Minister of Defense
- Incumbent
- Assumed office 26 October 2007
- President: Ernest Bai Koroma
- Preceded by: Ahmad Tejan Kabbah

Personal details
- Born: Freetown, Sierra Leone
- Party: All People's Congress (APC)
- Relations: Joseph Saidu Momoh (uncle)
- Education: University of London, University of East London
- Profession: Attorney, soldier

Military service
- Allegiance: Sierra Leone
- Branch/service: Sierra Leone Army
- Years of service: 1976–1992
- Rank: Major

= Alfred Paolo Conteh =

Alfred Paolo Conteh is a retired major in the Sierra Leone Armed Forces who has been Defense Minister of Sierra Leone since October 2007. He was appointed by President Ernest Bai Koroma and was later confirmed by parliament. Conteh is the nephew of former President Joseph Saidu Momoh.

Conteh is a keen sprinter and sportsman. He has held Sierra Leone's 400m record since 1982. He plays football, volleyball, handball, squash and tennis.

Born and raised in Freetown to parents from the Limba ethnic group, Conteh enlisted in the Sierra Leone Army as a cadet officer in 1976. In 1981, Conteh became one of the commanding officers of the Sierra Leone Military Police unit, a branch of the Sierra Leone Army.

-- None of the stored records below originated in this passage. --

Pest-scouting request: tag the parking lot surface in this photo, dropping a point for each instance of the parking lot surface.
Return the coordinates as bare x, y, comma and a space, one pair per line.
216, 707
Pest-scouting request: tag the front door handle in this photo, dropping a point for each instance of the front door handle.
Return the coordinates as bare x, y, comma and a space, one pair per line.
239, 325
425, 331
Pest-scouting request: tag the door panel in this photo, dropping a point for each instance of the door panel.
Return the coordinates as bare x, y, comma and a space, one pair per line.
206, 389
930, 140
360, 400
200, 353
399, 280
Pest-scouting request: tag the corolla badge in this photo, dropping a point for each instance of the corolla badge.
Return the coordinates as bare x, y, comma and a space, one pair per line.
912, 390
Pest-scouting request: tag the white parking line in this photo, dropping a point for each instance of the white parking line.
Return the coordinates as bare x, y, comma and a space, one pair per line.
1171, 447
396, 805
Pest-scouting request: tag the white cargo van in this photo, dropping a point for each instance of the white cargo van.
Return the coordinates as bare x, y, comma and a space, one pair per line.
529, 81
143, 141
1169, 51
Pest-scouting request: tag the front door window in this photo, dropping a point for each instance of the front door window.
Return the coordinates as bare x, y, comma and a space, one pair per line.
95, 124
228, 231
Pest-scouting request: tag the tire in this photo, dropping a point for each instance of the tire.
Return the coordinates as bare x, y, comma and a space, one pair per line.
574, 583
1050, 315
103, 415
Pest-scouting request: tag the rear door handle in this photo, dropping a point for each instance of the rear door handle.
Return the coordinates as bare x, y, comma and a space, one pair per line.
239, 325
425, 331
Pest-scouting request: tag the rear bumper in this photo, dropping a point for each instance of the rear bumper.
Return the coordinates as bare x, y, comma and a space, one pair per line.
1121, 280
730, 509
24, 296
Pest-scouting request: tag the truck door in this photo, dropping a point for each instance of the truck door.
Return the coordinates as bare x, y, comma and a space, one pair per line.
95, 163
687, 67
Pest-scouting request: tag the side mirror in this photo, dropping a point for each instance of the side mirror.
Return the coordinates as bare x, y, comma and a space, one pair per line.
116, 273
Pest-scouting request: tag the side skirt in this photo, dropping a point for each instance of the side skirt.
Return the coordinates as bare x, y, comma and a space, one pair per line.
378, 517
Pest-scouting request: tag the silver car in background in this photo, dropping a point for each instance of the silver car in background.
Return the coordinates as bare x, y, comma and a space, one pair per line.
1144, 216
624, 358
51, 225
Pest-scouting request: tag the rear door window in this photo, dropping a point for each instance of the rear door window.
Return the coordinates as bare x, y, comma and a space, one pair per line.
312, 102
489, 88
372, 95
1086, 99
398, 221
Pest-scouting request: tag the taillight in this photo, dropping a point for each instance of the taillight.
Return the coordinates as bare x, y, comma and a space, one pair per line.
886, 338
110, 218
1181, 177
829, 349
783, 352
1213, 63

Conteh went to law school in the United Kingdom. He obtained a Bachelor of Laws degree (LLB) from the University of London in 1990. He was called to the Bar of England and Wales in 1992. He also obtained a Master of Laws (LLM) from the Holborn School of Law in the United Kingdom.

==Early life==
Alfred Paolo Conteh was born and raised in the neighborhood of Wilberforce in Freetown, Sierra Leone to parents from the Limba ethnic group.

==Military service==
Upon graduation from secondary school, Conteh enrolled in the Sierra Leone Army as a cadet officer in 1976. Upon completion of a two-year cadet training in 1978, Conteh was promoted to second lieutenant in the Sierra Leone Army and was posted as Platoon Commander at the Benguema barracks in Benguema, Sierra Leone.

In 1981, Conteh became one of the commanding officers of the Sierra Leone Military Police unit, a branch of the Sierra Leone Army. In 1983, Conteh was promoted to captain.

==Law school==
He went to law school in 1986 in the United Kingdom. He obtained the Bachelor of Laws Degree (LLB) from the University of London LLB (law) in 1990. He was called to the Bar of England and Wales in 1992. He also obtained a Master of Laws (LLM) from the Holborn School of Law in the United Kingdom.